Monday 22 October 2018

Processions: Making the letters and tassels


So the plan had always been that we would have letters spelling out the phrase ‘Smile, it confuses your enemy’ individually decorated by the women.  These letters would then be placed on a digitally printed cloth featuring the smiles of 100 women that the women saw as role models or aspirational figures.

I had printed out the letters on paper to use as templates.  We cut them out and then the women choose letters.  Artichoke, organisers of the Processions march had asked for the suffragette colours of Violet, Green and White to be used.  I had bought a load of fabric in those colours and let the women choose what colour their letter might be.  They could decorate the letter however they wished…..and some really went to town with appliqué fabrics, jewels and chains.
Women hard at in in Holy Trinity, Shirebrook

So on some of the workshop session women were working on their letters whilst others were making wrapped cords that would be eventually be made into tassels that would form a fringe along the bottom of the banner or large tassels for the side poles.  The photo below shows the Rev Karen in action on a Pfaff Passport 2.0 sewing machine zigzagging strips of fabric to make wrapped cords.


Tuesday 16 October 2018

Processions: Making the printed background



Collecting the 100 smiles was a challenge. The women’s personalities really came out. For example it became clear that Lovely Louise from Bolsover had a keen interest in Tudor history from her list of 16th century women.  Some women wanted family members, other figures from local history whilst others chose household names. We had writers, saints, comediennes, architects, explorers, business women, politicians, royalty, suffragettes, theologians, sportswomen, scientists and fictional characters.




What I found most interesting was that Olga and Basia thought the Polish women’s group facilitator’s list of women were not appropriate. The facilitator hadn’t attended any of the sessions and the list seemed to be TV celebrities or women famous for being married to a politician rather than for their own achievements. When asked who they wanted to see they produced a very interesting list of Polish ‘heroes’ that I had never heard of and one very interesting woman who I had. Now Bolsover and Shirebrook are former mining communities so Margaret Thatcher is a divisive character; I certainly wasn’t going to suggest her.  However she was top their list of strong inspirational women so I had to suppress my own personal opinions and let her on to the banner.

So the women either sent me images directly or names and I sourced images.  Sometimes this was a challenge as images weren’t of a definition that I could use so we had to find other images or rescan them.  I was compiling a folder of the images and gradually over a number of weeks we reached 100.
The smiles are arranged in alphabetical order of their first name.

Now my plan had always been to use the commercial printer that I had used on the first Bolsover project however Super Shirley from Shirebrook had a son who ran a print business that specialised in print on textiles for flags, banners and cushions and she arranged for him to print our background fabric for our banner.  With the deadline so tight, Shirley bought us at least a couple of weeks by sorting a very short lead time on the printing with the statement ‘He’ll do as his Mum says!’

The print was lovely and ready for our lettering which we had been working on.

Saturday 13 October 2018

Processions: Making the Bolsover banner


As part of the Processions 2018 event I was asked by Junction Arts to lead a series of workshops with women in Bolsover and Shirebrook in Derbyshire.

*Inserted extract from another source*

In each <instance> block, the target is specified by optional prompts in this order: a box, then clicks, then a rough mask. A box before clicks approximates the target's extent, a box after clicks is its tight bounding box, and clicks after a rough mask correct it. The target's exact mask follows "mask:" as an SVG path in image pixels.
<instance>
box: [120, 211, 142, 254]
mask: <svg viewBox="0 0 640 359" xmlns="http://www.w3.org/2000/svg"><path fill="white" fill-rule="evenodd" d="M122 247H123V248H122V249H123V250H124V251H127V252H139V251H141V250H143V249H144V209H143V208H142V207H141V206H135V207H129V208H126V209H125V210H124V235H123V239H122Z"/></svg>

The timescale was very short, the number of sessions was limited and they were to be spread across two different locations. This was going to be a challenge. 

The idea was that Artichoke had asked a 100 Arts organisations to each commission a female artist to work with a group of women or girls to produce a banner either to mark the 100 years of some women getting the vote, or to reflect what it’s like to be a woman in the 21st Century. 

I had worked with one of the proposed groups of women last year on the New Bolsover Model Village miners’ banner so I was really looking forward to working with them again. The other location was the church hall in Shirebrook with women with a link to the church and local Polish women, many of whom work in the local Sports Direct warehouse. 

Whilst I was really open to the women dictating the direction of the project I also had a few objectives myself. Firstly I wanted to try and give such a diverse group of women the opportunity to individually express themselves. This would mean sometimes them doing separate ‘bits’ and then somehow combining them together. Secondly I knew that given the subject matter there would be many, quite rightly, banners with a serious message. But given that these aspects of the subject would be featured I wondered if we had scope to try something slightly different and as a result make a banner that would stand out. 

We spent time talking about what the women wanted to theme to be. It was clear that featuring their role models was a reoccurring theme across the groups.   Now sometimes I get an idea stuck in my head. It’s like a bluebottle in a jam jar; it buzzes around and gives me no peace. I had the phrase ‘Smile, it confuses your enemy’ noisily in my head for a number of weeks. I was posting an email with different choice for the women to vote on and just thought I would suggest this as a possible alternative theme. 

It went down extremely well with the women and was democratically chosen for our banner. Lovely Shirley from Shirebrook got very excited and asked if we could have the smiles of ‘their’ women on the banner as well; a plan was being formed. We would have the smiles of 100 women who had been influential to us upon which we would place the embroidered letters of our phrase.